22 Mayıs 2011 Pazar

sene-i devriye

geçen yıl bu günlerde, tıpkı dünyanın kuzey ve güney, doğu ve batı olarak anlatıldığı eski zamanlardaki gibi bazan kuzeyden güneye, bazan doğudan batıya yol alıyordum. bazan da tam tersi...

o yolculuklardan birinde, bir mayıs sabahı, kuzeyden güneye inen bir trenle güneş yansımalarına ev sahipliği yapan nehre eşlik etmiş, aynı günün akşamında bu defa nehri sağ tarafıma almış düşünmekten yorgun düşene kadar nehrin üzerindeki yıldız izlerini seyretmiştim...

günün, yani yolculuğun da sonuna doğru içimdeki yok olma isteği, gidecek o kadar yol varken hiçbir yere gitmeyip istasyonda kalma arzusuyla birleşmiş, bir istasyon kanepesinde saatlerce oturmuştum. istasyondaki saatlerin sonunda hayat masala galip gelmiş, ben de masal yerine hayatı seçip insanların arasına yürümüştüm.

bütün bunların üzerinden tam bir yıl geçmişken, yirminci yüz yılın en büyük yazarı john fowles geliyor aklıma: charles için söyledikleri...

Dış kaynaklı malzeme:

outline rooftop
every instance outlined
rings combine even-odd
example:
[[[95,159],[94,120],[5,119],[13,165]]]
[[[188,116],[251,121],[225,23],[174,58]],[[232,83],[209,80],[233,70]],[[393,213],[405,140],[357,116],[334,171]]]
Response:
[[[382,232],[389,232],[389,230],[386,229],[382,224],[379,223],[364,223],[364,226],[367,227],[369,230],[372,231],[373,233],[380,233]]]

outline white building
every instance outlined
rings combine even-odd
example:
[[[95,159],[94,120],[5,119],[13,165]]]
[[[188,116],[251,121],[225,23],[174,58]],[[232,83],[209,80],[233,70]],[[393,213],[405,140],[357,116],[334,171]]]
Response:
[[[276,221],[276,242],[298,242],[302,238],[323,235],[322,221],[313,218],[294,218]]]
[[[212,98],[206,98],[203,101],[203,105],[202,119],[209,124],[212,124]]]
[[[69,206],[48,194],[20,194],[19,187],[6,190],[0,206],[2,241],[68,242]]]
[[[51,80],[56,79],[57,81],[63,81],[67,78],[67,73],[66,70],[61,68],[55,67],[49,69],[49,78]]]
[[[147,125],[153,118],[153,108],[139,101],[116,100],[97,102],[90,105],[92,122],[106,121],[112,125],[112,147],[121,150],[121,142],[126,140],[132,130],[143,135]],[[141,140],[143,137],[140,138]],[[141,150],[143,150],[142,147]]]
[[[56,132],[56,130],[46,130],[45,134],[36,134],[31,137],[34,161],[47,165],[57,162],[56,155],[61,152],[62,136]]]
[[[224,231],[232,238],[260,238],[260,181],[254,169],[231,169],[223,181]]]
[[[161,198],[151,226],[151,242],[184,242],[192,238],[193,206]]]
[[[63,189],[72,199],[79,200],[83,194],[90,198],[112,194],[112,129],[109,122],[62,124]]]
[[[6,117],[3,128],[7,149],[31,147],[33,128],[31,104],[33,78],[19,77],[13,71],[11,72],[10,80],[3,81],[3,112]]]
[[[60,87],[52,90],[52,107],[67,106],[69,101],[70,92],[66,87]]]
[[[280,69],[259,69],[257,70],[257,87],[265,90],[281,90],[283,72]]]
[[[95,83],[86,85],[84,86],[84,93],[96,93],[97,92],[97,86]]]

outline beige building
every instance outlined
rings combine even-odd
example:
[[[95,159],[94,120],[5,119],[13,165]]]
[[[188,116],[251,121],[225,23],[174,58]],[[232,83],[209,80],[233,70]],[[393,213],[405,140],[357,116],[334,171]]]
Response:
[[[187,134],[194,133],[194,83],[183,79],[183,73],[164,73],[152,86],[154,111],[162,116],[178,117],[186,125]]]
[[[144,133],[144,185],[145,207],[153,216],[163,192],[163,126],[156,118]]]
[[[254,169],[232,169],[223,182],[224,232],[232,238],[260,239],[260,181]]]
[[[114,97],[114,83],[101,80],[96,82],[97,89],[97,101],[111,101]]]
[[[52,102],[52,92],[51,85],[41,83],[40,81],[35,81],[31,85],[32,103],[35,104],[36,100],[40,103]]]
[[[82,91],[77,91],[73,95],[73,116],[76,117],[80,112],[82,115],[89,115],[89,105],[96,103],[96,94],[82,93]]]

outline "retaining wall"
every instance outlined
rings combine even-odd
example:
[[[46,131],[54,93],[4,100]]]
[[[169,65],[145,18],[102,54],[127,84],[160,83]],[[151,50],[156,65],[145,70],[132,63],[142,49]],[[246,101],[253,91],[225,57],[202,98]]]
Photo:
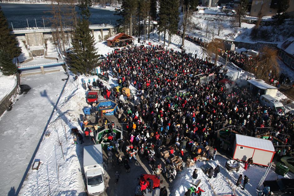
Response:
[[[19,93],[20,76],[18,73],[16,74],[15,80],[16,82],[12,90],[0,101],[0,116],[4,113],[13,103],[15,97]]]

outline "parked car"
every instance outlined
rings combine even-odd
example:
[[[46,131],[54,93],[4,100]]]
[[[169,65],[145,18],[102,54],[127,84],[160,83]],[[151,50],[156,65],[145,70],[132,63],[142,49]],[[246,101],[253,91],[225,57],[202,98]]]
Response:
[[[67,54],[73,54],[74,53],[73,50],[73,48],[69,48],[65,50],[65,53]]]
[[[98,58],[98,62],[101,62],[104,61],[105,59],[106,59],[106,58],[105,58],[105,57],[100,57]]]
[[[291,172],[294,173],[294,158],[285,157],[281,159],[281,162],[289,168]]]
[[[263,186],[268,186],[275,196],[293,195],[294,193],[294,179],[282,178],[276,180],[267,180]]]

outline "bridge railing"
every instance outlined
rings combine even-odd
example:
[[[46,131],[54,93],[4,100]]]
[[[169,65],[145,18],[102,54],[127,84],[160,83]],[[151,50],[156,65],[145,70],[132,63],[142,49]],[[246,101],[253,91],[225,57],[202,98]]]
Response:
[[[111,27],[113,28],[114,26],[110,24],[91,24],[89,25],[89,28],[95,28],[95,27]],[[56,31],[57,28],[58,30],[61,30],[61,28],[60,27],[58,27],[58,28],[53,28],[52,27],[26,27],[26,28],[13,28],[13,31],[43,31],[43,30],[49,30],[50,31]],[[65,30],[71,29],[73,28],[72,27],[69,26],[65,26],[63,27],[62,28]]]

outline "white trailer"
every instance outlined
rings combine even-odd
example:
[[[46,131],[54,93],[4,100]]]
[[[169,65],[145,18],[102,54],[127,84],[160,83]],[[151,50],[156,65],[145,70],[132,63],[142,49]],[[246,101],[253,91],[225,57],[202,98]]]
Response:
[[[84,172],[89,196],[99,195],[105,189],[103,156],[101,144],[84,147]]]

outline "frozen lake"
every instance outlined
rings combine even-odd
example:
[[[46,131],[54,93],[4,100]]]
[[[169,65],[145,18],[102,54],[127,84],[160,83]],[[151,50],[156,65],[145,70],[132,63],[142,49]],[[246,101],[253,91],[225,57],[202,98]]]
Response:
[[[31,89],[0,118],[0,195],[17,191],[67,78],[60,71],[21,78]]]

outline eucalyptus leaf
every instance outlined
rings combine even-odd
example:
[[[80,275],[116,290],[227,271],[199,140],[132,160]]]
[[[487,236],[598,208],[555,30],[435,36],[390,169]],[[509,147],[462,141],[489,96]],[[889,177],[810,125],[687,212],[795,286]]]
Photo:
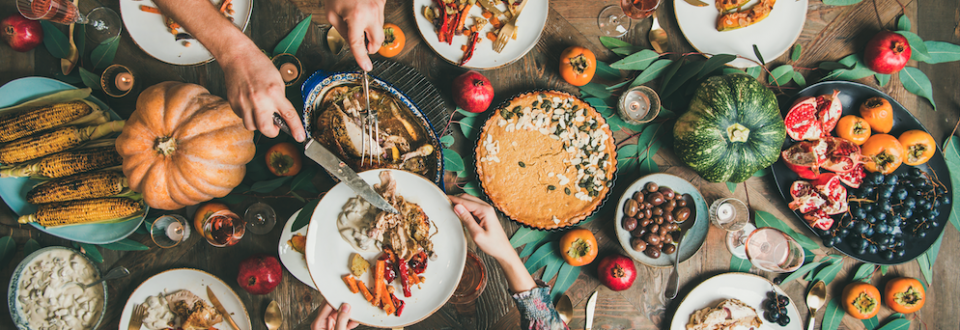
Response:
[[[908,92],[923,96],[930,101],[933,111],[937,111],[937,104],[933,102],[933,86],[930,85],[930,79],[923,74],[923,71],[910,66],[903,68],[900,70],[900,83]]]
[[[117,55],[117,46],[120,45],[120,35],[113,36],[104,40],[97,48],[90,52],[90,64],[97,70],[106,69],[113,63],[113,58]]]
[[[290,225],[290,232],[297,232],[304,226],[310,223],[310,218],[313,218],[313,212],[317,208],[317,204],[320,203],[320,199],[314,199],[307,204],[303,205],[303,208],[300,209],[300,214],[297,214],[297,218],[293,219],[293,224]]]
[[[50,55],[56,58],[67,58],[70,55],[70,40],[56,25],[46,20],[40,21],[43,28],[43,46]]]
[[[297,50],[300,49],[300,44],[303,43],[303,37],[307,34],[307,29],[310,27],[310,19],[312,18],[313,15],[304,18],[290,31],[290,34],[287,34],[283,40],[280,40],[277,47],[273,48],[273,56],[284,53],[296,55]]]
[[[651,80],[657,79],[663,73],[663,70],[673,63],[673,60],[661,59],[653,62],[646,70],[640,72],[636,79],[630,83],[630,87],[643,85]]]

eğer o bu öykünün de yazarı olsaydı, "ona istasyon kanepesinde saatlerce oturup yok olmayı, hiç olmazsa aklını terkedebilmeyi istemek yerine geriye dönmesini emrettim," derdi. "ama dönmedi," diyerek sitem eder, sözlerini, "hiç de yanlış yönü seçmiş sayılmazdı bence," diye tamamlardı.

2 yorum:

cecil dedi ki...

kendimizi götürmeyeceğimiz yerlere gidebilsek keşke..
mutlu pazarlar..

verbumnonfacta dedi ki...

keşke...
ama biz insanlar ne kendimizi kandırabiliyoruz ne de kendimizden kurtulabiliyoruz.